Ein derartiger Mischer ist z. B. aus der DE 41 04 399 A1 bekannt.
Der dort offenbarte Mischer weist einen Mischbehälter mit darin
angeordneter motorisch angetriebener Mischwerkwelle mit
Mischwerkzeugen auf. Der Mischbehälter mit der Mischwerkwelle ist
an einem Mischergestell um eine Achse aus einer Ausgangsstellung
in eine Mischstellung schwenkbar. In der Ausgangsstellung steht
der Mischbehälter quasi auf dem Kopf, und es wird von unten ein
das Mischgut beinhaltender Mischgutbehälter in Form eines
Standardfasses angekoppelt, welches üblicherweise zur Lagerung und
zum Transport von Mischgut dient. Die Verbindung zwischen dem
Mischbehälter und dem Standardfaß geschieht durch einen
gleichzeitig den Ein- und Auslauf bildenden Trichter.
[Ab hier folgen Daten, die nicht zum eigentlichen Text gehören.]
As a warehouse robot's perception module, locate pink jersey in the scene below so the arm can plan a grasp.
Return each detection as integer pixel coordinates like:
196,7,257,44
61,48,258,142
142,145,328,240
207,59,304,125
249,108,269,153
Zum Mischen wird die gesamte zusammengekoppelte Anordnung aus
Mischbehälter und Standardfaß geschwenkt, so daß nun der
Mischbehälter nach unten oder schräg nach unten weist. Das
Mischgut rutscht dann durch den Trichter vom Standardfaß in den
Mischbehälter und kann dort gemischt werden. Nach dem Mischen wird
der Mischbehälter wieder in die Ausgangsposition geschwenkt und
das gemischte Gut fließt dabei in das Faß zurück. An einer
separaten Stelle kann dann das gemischte Gut aus dem Standardfaß
zur Abfüllung in Gebinde entnommen werden.
Ein Nachteil dieses Mischers, wie auch vieler anderer aus der
Praxis bekannter Mischer, besteht darin, daß die nach einem
Mischvorgang erforderliche Reinigung des Mischbehälters mit der
darin angeordneten Mischwerkwelle und den Mischwerkzeugen recht
umständlich und zeitaufwendig ist.
Es ist Aufgabe der vorliegenden Erfindung, eine einfach aufgebaute
und kostengünstige Alternative zu diesem bekannten Stand der
Technik zu schaffen, welche einfach zu handhaben und vor allem
nach dem Gebrauch auch leicht zu reinigen ist.
Diese Aufgabe wird durch einen Mischer mit den Merkmalen des
Anspruchs 1 erfüllt.
Der erfindungsgemäße Mischer weist keine extra Mischbehälter mehr
auf, sondern das Mischgut wird direkt in dem Mischgutbehälter, in
welchem das Mischgut auch gelagert und transportiert wird,
gemischt. Hierzu wird der gefüllte Mischgutbehälter z. B. mit einem
einfachen Handhubfahrzeug unter die Mischwerkwelle gefahren. Er
wird dort von der Hubvorrichtung ergriffen und angehoben, so daß
die Mischwerkwelle in den Mischgutbehälter eintaucht.
Die Mischwerkwelle ist selbstverständlich in ihrer Länge an die
Höhe des Mischgutbehälters angepaßt. In der oberen Stellung des
Mischgutbehälters, d. h. bei voll eingetauchter Mischwerkwelle,
liegt der obere Rand des Mischgutbehälters dicht an der Kopfplatte
des Mischers an und wird von dieser vollständig abgedeckt.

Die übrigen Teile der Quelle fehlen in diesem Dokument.